The event storage is basically where you persist all the events your domain is publishing. The only thing that makes it a little bit tricky to implement is the fact that you need to worry about concurrency. Concurrency is tricky, but not that tricky.
Event storages can be created using various technologies. According to Greg the best way is to write the events onto the disc, circumventing the file system. Of course then you’ll need to write your own indexing as well. That’s just crazy stuff and I’m not digging into those APIs any time soon :p In this example I’ll be showing an event storage for a sql database. We need to be able to store our serialized events and keep track of what aggregate root published the event. Also we need to maintain the concurrency version of the aggregate root.
Database
First let’s look at the database schema
EventProviders
EventProviderId (uniqueidentifier)
Type (nvarchar)
VersionNumber (int)
Events
FkEventProviderId (uniqueidentifier)
DateTime (datetime)
Data (varbinary)
The name “event provider” refers in this case to the aggregate root.
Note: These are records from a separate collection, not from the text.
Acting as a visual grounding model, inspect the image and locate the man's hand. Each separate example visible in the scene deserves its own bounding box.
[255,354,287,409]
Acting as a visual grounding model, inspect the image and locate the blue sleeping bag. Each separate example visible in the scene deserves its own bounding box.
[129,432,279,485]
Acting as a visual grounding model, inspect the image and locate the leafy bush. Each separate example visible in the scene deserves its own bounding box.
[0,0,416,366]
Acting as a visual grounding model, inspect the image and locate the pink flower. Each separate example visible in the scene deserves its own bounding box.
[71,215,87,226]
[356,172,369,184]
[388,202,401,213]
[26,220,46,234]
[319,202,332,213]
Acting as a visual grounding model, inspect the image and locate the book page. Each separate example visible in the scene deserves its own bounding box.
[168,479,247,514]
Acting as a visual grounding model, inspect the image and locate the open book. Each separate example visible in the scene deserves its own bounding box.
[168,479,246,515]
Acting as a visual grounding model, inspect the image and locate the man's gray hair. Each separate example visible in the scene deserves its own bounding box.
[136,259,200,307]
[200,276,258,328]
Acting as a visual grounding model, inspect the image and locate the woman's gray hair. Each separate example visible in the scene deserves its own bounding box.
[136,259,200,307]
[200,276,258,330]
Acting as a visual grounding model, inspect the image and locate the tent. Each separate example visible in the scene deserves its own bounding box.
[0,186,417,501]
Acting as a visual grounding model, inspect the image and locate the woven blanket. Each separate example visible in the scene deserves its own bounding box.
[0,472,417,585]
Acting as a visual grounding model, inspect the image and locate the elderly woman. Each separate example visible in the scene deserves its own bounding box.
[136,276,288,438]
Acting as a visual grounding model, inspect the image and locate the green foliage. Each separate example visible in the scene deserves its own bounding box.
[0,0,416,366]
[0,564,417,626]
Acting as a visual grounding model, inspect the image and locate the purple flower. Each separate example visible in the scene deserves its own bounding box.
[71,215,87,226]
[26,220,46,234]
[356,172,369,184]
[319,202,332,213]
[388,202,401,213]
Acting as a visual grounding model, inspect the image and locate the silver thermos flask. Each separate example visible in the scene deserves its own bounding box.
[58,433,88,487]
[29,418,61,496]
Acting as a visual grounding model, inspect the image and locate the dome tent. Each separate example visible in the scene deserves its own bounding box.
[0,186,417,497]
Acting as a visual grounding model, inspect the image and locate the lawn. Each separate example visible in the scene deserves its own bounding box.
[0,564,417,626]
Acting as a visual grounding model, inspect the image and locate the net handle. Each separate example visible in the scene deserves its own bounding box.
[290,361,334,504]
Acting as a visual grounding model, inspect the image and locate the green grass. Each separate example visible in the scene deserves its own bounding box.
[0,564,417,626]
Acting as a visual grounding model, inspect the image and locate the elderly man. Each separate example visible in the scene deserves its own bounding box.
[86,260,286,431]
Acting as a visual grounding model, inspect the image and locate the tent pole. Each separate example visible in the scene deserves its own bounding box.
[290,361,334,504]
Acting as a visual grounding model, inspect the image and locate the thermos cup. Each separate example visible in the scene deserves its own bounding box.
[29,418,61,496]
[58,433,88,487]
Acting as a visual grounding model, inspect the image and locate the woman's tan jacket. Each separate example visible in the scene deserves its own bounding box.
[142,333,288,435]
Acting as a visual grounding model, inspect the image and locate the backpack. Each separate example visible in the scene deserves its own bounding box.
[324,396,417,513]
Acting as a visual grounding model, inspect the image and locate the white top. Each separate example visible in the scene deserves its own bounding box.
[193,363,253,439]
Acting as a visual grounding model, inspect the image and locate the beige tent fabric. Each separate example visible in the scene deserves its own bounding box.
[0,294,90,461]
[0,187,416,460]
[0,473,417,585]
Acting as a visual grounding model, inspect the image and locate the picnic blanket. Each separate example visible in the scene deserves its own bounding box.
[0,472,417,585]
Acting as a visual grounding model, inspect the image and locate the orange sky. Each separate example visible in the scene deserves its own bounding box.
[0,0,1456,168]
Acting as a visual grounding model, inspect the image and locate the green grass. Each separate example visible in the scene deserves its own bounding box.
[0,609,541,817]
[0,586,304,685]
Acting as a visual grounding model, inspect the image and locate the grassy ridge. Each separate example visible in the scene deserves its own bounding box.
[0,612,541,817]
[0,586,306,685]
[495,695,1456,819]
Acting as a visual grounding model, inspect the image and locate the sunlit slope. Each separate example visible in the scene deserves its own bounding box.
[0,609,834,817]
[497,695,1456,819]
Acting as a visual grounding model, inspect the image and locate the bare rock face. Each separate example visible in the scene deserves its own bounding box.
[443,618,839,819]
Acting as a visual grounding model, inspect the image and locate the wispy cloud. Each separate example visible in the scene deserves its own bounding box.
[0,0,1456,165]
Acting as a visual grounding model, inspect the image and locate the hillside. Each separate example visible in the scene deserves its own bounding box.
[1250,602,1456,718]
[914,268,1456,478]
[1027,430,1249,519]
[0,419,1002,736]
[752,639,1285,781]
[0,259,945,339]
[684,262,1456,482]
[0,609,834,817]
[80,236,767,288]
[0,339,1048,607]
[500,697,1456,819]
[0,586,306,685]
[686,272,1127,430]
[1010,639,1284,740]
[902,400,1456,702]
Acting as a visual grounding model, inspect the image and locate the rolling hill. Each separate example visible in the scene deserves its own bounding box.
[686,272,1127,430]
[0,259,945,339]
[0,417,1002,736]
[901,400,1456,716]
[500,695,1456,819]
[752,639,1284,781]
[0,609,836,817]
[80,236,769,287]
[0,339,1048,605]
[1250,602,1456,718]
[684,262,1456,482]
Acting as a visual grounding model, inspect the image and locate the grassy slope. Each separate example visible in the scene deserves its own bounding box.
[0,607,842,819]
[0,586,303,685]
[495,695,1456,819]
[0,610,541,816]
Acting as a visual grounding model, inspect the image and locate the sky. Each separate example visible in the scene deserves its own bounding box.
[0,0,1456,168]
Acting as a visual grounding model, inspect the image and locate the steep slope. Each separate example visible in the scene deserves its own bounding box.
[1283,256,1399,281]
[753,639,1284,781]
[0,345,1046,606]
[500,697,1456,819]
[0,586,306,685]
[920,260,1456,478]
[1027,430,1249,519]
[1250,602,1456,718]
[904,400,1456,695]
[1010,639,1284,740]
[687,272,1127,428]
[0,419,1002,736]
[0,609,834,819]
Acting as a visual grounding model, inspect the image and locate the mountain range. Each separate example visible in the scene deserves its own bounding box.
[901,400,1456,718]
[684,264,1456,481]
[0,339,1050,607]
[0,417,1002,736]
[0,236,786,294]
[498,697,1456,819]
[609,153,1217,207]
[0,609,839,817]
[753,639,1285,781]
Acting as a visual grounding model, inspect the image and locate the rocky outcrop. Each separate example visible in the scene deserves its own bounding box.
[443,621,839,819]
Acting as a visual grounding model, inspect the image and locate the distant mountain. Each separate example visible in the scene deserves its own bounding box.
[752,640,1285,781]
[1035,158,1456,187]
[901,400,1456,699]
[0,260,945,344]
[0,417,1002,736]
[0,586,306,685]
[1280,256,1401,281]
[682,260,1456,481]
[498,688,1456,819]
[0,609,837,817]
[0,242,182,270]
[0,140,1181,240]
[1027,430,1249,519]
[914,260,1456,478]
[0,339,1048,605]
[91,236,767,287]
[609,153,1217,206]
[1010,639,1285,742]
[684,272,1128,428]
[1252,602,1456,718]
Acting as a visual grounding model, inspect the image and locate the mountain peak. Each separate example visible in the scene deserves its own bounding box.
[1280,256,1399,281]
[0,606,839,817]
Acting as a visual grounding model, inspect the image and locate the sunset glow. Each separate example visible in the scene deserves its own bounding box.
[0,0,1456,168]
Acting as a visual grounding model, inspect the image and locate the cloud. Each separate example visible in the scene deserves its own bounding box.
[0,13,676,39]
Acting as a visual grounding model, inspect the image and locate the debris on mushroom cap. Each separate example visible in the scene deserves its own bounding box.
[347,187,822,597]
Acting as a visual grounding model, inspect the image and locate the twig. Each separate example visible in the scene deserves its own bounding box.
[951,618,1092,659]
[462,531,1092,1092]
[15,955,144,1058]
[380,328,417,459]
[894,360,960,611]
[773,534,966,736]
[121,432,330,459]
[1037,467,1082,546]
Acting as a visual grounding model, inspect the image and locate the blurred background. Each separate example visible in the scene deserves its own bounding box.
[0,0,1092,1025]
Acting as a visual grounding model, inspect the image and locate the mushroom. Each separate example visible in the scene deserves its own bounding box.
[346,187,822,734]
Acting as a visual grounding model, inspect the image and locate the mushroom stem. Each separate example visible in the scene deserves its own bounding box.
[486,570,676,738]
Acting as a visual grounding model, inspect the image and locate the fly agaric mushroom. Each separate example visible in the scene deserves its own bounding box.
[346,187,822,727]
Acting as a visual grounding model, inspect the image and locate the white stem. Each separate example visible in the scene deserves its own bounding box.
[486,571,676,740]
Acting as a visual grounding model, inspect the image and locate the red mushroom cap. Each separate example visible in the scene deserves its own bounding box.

Each event provider has an id, a type name and a version number. The version number is used to do optimistic locking, making sure we don’t update an aggregate root that has been changed in the meantime. The version number also serves another task; the version number is always equal to the number of events published by the aggregate root.
Now let’s look at the events table. Each event has a reference to the event provider that published the event. We also store a serialized version of the event and the time it was persisted. Notice we have no “eventId”. We don’t need one.
Event storage
We will access the event storage using the IEventStorage interface.
public interface IEventStorage
{
IEnumerable GetAllEventsForEventProvider(Guid id);
void Save(IEventProvider provider);
}
To save an aggregate root we pass the a reference to the IEventProvider interface (implemented by the aggregate root) to the event storage.
public interface IEventProvider
{
IEnumerable GetChanges();
void ClearChanges();
Guid Id { get; set; }
int Version { get; set; }
}
The Save method
To save the IEventProvider (i.e. Aggregate Root) we need to do the following
- Start transaction
- Get the event provider from the database
- If the event provider does not exist in the database, create it
- If the event provider exists, check that the database version matches the current version of the aggregate root. If not throw a concurrency exception.
- Save all events the event provider has published after previous version
- Update the version number in the event provider. The version number is now the previous version number plus the number of events published since previous version.
- End transaction
The implementation is pretty straight forward. As you see all the complexity in this operation comes from the fact that we need to check for concurrency violations.
Included project
I am including a project with an implementation of the event store and some other things like the repository and the aggregate root base class. This was written quickly at the DDD Course by me and some other peeps, and is far from production ready and it has no UI. However I think it’s better to post this (crappy) code than to post nothing at all. The idea is that you can have some code to look at. There are some integration tests you can run if you set up the database. If you want to use an implementation like this, you can get some speed optimizations by using stored procedures. It’s evil, but still.
Some things to keep in mind
I have not talked about implementing snapshots to improve performance but it is really not that hard. I would use the Memento Pattern and not store the actual aggregate root. From there on it is just plankekjøring ;) Mark Nijhof is publishing an extensive example at some point in the near or far future.